If she had happened to look down at that moment my body would have been most treacherous in betraying my thoughts.

I needed a hit.

Upon arriving back home I wasted no time in releasing my pent-up emotions. The house was deserted, Andrea having arranged the whole weekend away with friends.

I lay on the bed, eyes closed. Hand playing slowly on my cock. I wanted to edge. Make it last.

Again, we were holding each other in the Study only this time there was no music, no incessant background chatter. We were utterly alone.

She kissed the side of my neck and whispered into my ear, "You know I'm here for you."

I drew back from her enough for our eyes to be able to focus on each other. The look of unconditional love she gave me was intoxicating. Our hearts completely open. Our energies connected.

She sculpted her fingers to the contour of my face, "I'd do anything for you, Ben." Her voice was seductive, "anything." Her full lips were so inviting.

I leaned in, closing the distance, until our lips touched delicately, then pressed with more urgency and finally yielded. My hands instinctively pulled her lower back toward me until my hardness pressed between her cornflower clad thighs.

Those first, tentative kisses escalated, fueled by increasing fervency and hunger.
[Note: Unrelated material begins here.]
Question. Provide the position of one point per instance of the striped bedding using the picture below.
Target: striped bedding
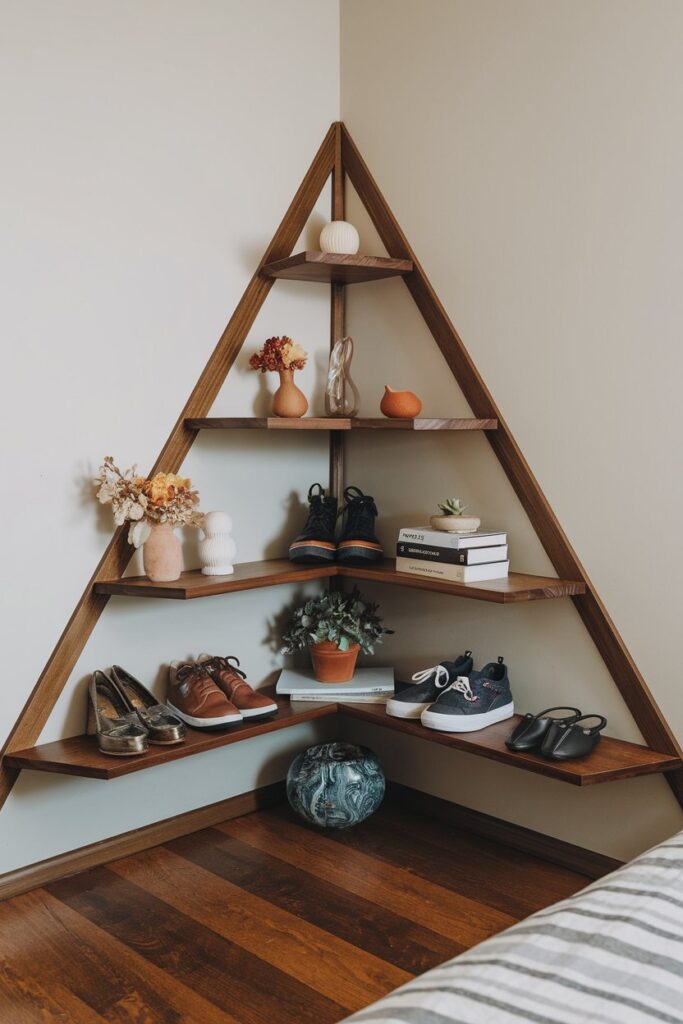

Our passion became more frantic as our tongues danced together and around each other.

Her lips remained parted even after I broke off the kiss.

Just for a moment I paused, basking in her beauty, then looked at her, seeking meaning from those deep, deep brown eyes and finding hunger within them.
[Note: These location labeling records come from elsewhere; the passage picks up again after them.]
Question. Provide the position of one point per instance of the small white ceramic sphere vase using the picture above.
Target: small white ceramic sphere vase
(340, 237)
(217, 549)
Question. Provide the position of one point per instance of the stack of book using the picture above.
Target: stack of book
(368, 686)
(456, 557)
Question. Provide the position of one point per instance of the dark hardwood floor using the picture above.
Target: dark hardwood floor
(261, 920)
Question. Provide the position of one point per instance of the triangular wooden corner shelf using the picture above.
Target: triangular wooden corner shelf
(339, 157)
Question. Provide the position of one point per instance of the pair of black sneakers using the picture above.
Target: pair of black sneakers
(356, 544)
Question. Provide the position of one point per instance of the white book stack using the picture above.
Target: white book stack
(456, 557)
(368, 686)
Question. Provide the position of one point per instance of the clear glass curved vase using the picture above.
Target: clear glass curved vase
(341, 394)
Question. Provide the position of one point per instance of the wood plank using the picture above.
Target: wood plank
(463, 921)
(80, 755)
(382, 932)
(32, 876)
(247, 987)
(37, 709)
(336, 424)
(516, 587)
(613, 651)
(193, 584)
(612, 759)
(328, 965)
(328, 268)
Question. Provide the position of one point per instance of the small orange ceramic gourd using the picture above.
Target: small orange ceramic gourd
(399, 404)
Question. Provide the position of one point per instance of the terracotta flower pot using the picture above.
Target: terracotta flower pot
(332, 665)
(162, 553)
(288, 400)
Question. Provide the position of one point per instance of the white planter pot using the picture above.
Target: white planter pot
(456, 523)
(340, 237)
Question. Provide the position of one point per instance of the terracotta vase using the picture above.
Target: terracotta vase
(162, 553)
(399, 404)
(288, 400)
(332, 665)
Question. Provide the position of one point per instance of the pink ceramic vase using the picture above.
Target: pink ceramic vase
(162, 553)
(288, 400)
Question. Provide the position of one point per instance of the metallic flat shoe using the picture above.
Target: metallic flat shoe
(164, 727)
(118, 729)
Her full breasts rose and fell rapidly.

I looked down, watching my fingers as they slipped down her thighs toward the hem of her dress. She followed my gaze and shivered as my fingers applied slow, upward pressure bunching and creasing her dress to reveal increasing amounts of upper thigh.

My sister helped me, taking the fabric and raising it up above her waist revealing white, satin panties stretched taught across her pussy revealing the outline of her treasure beneath. My breath caught in my throat.